El telescopio espacial James Webb ha descubierto una notable diferencia entre el amanecer y el atardecer en el exoplaneta ultra caliente WASP-121 b. (Recreación artística de WASP-121 b.) Crédito: Mikal Evans

WASP-121 b es un planeta gigante que vive pegado a su estrella. Allí, amanecer y atardecer no se parecen, aunque pertenezcan al mismo mundo.

El telescopio espacial James Webb detectó diferencias entre ambos bordes atmosféricos. Uno se calienta más, se infla y cambia su composición química frente al otro.

El estudio, publicado en Nature Astronomy analiza un planeta realmente extremo.

WASP-121 b no tiene días normales. Su rotación está sincronizada con su órbita, así que siempre muestra la misma cara a su estrella muy brillante.

Un hemisferio recibe luz sin descanso y alcanza cerca de 2.500 grados Celsius. El otro permanece en oscuridad constante, aunque supera los 700 grados Celsius.

Entre ambas mitades existe una franja llamada terminador. Es el equivalente planetario de una frontera entre día y noche, con zonas de amanecer y atardecer.

Los astrónomos observaron el planeta cuando cruzó delante de su estrella. Entonces, parte de la luz estelar atravesó su atmósfera antes de llegar hasta nosotros.

Los gases presentes dejan huellas distintas en esa luz. Al separar las longitudes de onda, los investigadores pueden reconocer moléculas y estimar condiciones locales.

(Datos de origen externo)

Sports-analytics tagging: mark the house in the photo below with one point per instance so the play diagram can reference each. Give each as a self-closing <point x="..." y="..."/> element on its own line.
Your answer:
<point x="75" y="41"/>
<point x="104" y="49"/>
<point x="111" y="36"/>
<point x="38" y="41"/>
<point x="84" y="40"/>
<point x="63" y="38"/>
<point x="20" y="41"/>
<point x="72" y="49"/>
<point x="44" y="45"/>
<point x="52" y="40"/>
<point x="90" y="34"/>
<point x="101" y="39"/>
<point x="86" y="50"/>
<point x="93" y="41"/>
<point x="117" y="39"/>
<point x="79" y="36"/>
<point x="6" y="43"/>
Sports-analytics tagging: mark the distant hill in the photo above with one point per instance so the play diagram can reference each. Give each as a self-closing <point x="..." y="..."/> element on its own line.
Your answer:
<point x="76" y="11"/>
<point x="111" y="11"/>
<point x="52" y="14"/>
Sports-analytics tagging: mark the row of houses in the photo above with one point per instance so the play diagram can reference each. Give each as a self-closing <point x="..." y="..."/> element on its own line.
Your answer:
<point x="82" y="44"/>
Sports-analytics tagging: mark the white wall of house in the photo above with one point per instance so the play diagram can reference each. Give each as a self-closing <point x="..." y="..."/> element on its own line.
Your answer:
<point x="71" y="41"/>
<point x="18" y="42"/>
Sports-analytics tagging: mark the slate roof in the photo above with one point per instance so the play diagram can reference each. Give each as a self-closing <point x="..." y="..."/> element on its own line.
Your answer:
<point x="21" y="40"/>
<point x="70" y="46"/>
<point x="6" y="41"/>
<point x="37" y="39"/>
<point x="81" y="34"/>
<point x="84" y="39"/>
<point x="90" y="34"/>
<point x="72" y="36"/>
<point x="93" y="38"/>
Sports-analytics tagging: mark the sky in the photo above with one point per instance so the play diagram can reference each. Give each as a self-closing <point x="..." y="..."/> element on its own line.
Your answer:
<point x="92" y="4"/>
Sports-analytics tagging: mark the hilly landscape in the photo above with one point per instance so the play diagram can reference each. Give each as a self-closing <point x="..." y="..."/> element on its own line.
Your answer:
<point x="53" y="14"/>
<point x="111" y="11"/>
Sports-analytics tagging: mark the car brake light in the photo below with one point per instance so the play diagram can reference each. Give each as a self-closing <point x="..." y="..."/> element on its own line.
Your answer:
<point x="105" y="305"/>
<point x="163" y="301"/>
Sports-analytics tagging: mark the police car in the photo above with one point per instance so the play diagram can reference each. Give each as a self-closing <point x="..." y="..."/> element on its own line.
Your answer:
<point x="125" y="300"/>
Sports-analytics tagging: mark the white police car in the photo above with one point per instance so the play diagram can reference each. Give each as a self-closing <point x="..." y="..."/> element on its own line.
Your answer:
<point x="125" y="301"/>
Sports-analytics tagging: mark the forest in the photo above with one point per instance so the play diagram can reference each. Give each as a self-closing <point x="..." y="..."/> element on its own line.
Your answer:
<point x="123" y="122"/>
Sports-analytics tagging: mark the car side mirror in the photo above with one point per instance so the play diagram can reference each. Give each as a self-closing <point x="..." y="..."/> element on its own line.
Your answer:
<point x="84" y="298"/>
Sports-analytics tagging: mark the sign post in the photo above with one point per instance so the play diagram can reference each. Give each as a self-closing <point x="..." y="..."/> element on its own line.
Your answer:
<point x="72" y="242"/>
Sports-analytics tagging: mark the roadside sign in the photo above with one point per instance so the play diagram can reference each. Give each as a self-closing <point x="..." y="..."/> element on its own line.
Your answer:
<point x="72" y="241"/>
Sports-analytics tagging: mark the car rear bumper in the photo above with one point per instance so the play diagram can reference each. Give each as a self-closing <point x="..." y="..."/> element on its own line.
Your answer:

La novedad fue no tratar toda la atmósfera como una mezcla. Durante el tránsito, el planeta gira unos treinta grados y muestra franjas atmosféricas diferentes.

El lado del atardecer absorbió más luz infrarroja que el amanecer. Eso indica que es más caliente y que su atmósfera ocupa mayor volumen.

La explicación más probable son vientos extremadamente rápidos. Arrastran calor desde la cara iluminada hacia la zona nocturna y calientan primero la franja del atardecer.

Cuando un gas se calienta, se expande. Por eso esa parte parece ligeramente más grande durante el tránsito y bloquea una fracción adicional de luz.

El instrumento NIRSpec también registró una señal más fuerte de monóxido de carbono hacia el final del tránsito. No significa que haya más gas allí.

Los investigadores creen que el cambio aparece porque la temperatura modifica cómo se comporta la señal del monóxido de carbono. El calor altera la lectura espectroscópica.

El agua mostró algo diferente. Sus señales disminuyeron de forma compatible con una reducción real de moléculas, porque el calor puede romperlas en partes más simples.

Los modelos reprodujeron parte de la diferencia térmica, pero no toda. Por eso el equipo sospecha que existirían nubes de minerales en el amanecer planetario.

No serían nubes de agua como las terrestres. Podrían contener silicatos, materiales parecidos a rocas, capaces de bloquear radiación infrarroja procedente de capas profundas.

Estas nubes harían que el lado matinal parezca más frío de lo esperado. Aun así, todavía faltan modelos mejores para confirmar que realmente estén allí.

Este método permite estudiar atmósferas lejanas con más detalle. En vez de obtener un promedio global, compara regiones distintas y sigue cambios según la longitud planetaria.

Los investigadores ya identificaron otros gigantes ultracalientes que podrían examinarse así. Compararlos ayudará a entender cómo circula el calor en atmósferas sometidas a condiciones extremas.